Robertson ODE Benchmark
=======================

This is a benchmark on a stiff ODE system, using the classic test case, the Robertson (1966) problem,
which models the kinetics of an autocatalytic reaction.
This test case can be written as an ODE given by the following set of equations:

.. math::

   \begin{align}
   \frac{dx}{dt} &= -0.04x + 10^4 y z \\
   \frac{dy}{dt} &= 0.04x - 3 \cdot 10^7 y^2 - 10^4 y z \\
   \frac{dz}{dt} &= 3 \cdot 10^7 y^2 \\
   \end{align}

with initial conditions:

.. math::

   \begin{align}
   x(0) &= 1 \\
   y(0) &= 0 \\
   z(0) &= 0 \\
   \end{align}

This problem is known to be stiff due to the presence of widely varying timescales in the solution.

We can extend this problem to a larger system by creating multiple groups of the Robertson equations,
where each group is independent of the others. This allows us to benchmark the performance of different
ODE solvers as we increase the size of the system.

Solvers
-------

We benchmark the following solvers:

- Diffsol's BDF, ESDIRK34 & TR-BDF2 methods
- CasADi's CVODE solver
- Diffrax's Kvaerno5 & Tsit5 solvers
- Julia's DifferentialEquations.jl FBDF, KenCarp3, & TRBDF2 methods

The following solvers are similar so should be compared against each other:

- Diffsol BDF, CasADi CVODE & DifferentialEquations.jl FBDF methods.
- Diffsol's TR-BDF2 and DifferentialEquations.jl TRBDF2.
- Diffsol's ESDIRK34, DifferentialEquations.jl KenCarp3 and Diffrax's Tsit5 methods are different methods, but are all SDIRK implicit Runge-Kutta methods of similar order.

Benchmark Setup
---------------

For each solver, we perform as much initial setup as possible outside of the timing loop to ensure a fair comparison, using a function called `setup`.
The actual benchmark is performed in a function called `bench`.

The code for the Diffsol solvers is shown below:

.. literalinclude:: ../../bench/diffsol_robertson.py
   :encoding: latin-1
   :language: python

.. literalinclude:: ../../bench/diffsol_models.py
   :encoding: latin-1
   :language: python

Note that for `ngroup < 20`` it uses the nalgebra dense matrix and LU solver, and for `ngroups >= 20` the faer sparse matrix and LU solver are used.

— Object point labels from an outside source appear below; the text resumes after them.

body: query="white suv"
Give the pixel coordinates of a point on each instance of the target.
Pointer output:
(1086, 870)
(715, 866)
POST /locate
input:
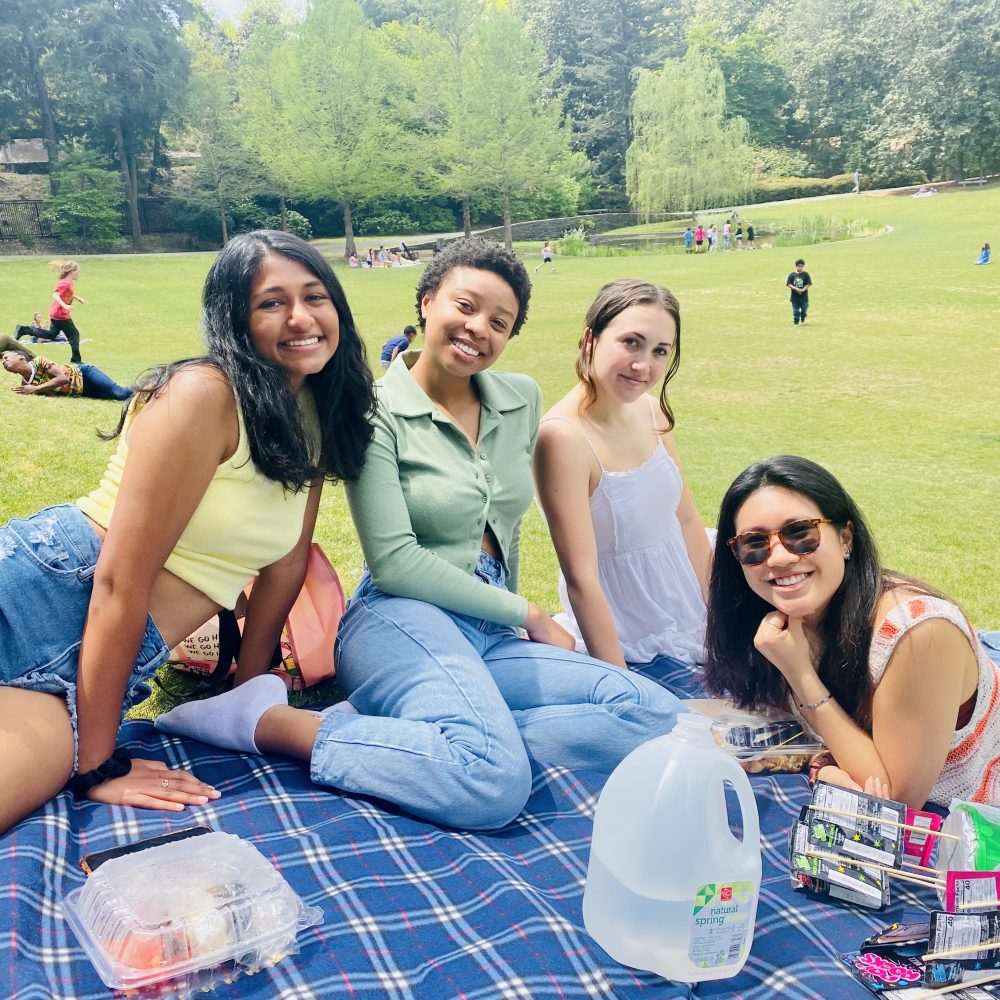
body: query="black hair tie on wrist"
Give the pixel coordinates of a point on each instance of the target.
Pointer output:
(118, 764)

The code for the CasADi solver is shown below:

.. literalinclude:: ../../bench/casadi_robertson.py
   :encoding: latin-1
   :language: python

.. literalinclude:: ../../bench/casadi_models.py
   :encoding: latin-1
   :language: python

The code for the Diffrax solver is shown below:

.. literalinclude:: ../../bench/diffrax_robertson.py
   :encoding: latin-1
   :language: python

.. literalinclude:: ../../bench/diffrax_models.py
   :encoding: latin-1
   :language: python

The code for the DifferentialEquations.jl solvers is shown below:

.. literalinclude:: ../../bench/diffeq_robertson.jl
   :language: julia

.. literalinclude:: ../../bench/diffeq_models.jl
   :language: julia

Differences between implementations
-----------------------------------

There are a few key differences between the Diffrax, Casadi, Diffsol and DifferentialEquations.jl implementations that may affect the performance of the solvers. The main differences are:

- **Sparse vs Dense matrices:** The Casadi implementation uses sparse matrices, whereas the Diffsol and DifferentialEquations.jl implementations use dense matrices for ngroups < 20,
  and sparse matrices for ngroups >= 20. This will provide an advantage for Diffsol for smaller problems. The Diffrax implementation uses dense matrices.
  Treating the Jacobian as dense will be a disadvantage for Diffrax for larger problems as the Jacobian is very sparse for larger problem sizes.
- **Multithreading**: For the Macbook M2 Pro run, each library was free to use multiple threads according to their default settings.
  For the rack server, each library was limited to using 20 threads (using `RAYON_NUM_THREADS=20 OMP_NUM_THREADS=20 JULIA_NUM_THREADS=20`).
  The only part of the Diffsol implementation that takes advantage of multiple threads is the faer sparse LU solver and matrix.
  Both the nalgebra LU solver, matrix, and the DiffSL generated code are all single-threaded.
  Diffrax uses JAX, which takes advantage of multiple threads (CPU only, no GPUs were used in these benchmarks). Casadi uses multithreading via OpenMP and the Sundials solver.
  It is unclear if DifferentialEquations.jl uses multithreading for single ODE runs, although it supports use multiple threads for ensemble runs.

Results
-------

The benchmarks were run on:
   - A Dell PowerEdge R7525 2U rack server, with dual AMD EPYC 7343 3.2Ghz 16C CPU and 128GB Memory
   - A Macbook M2 Pro (14-inch, 2023) with 16GB Memory, 12 (8 performance and 4 efficiency) cores

The results are shown below:

.. image:: ../images/benchmark_robertson_ode_rack_server.svg
  :width: 800
  :height: 600
  :alt: benchmark_robertson_ode_rack_server.svg

.. image:: ../images/benchmark_robertson_ode_macbook.svg
  :width: 800
  :height: 600
  :alt: benchmark_robertson_ode_macbook.svg

The Diffsol implementation outperforms the other implementations significantly for smaller problem sizes, especially when using the rack server.
At these small problem sizes, the dense matrix and solver used by Diffsol provide an advantage over the sparse solver used by Casadi.
Casadi also has additional overhead to evaluate each function evaluation, as it needs to traverse a graph of operations to calculate each rhs or jacobian evaluation,
whereas the DiffSL JIT compiler will compile to native code using the LLVM backend, along with low-level optimisations that are not available to Casadi.
Diffrax is also significantly slower than Diffsol for smaller problems, this might be due to
(a) Diffrax being a ML library and not optimised for solving stiff ODEs,
or (b) double precision is used, which again is not a common use case for ML libraries.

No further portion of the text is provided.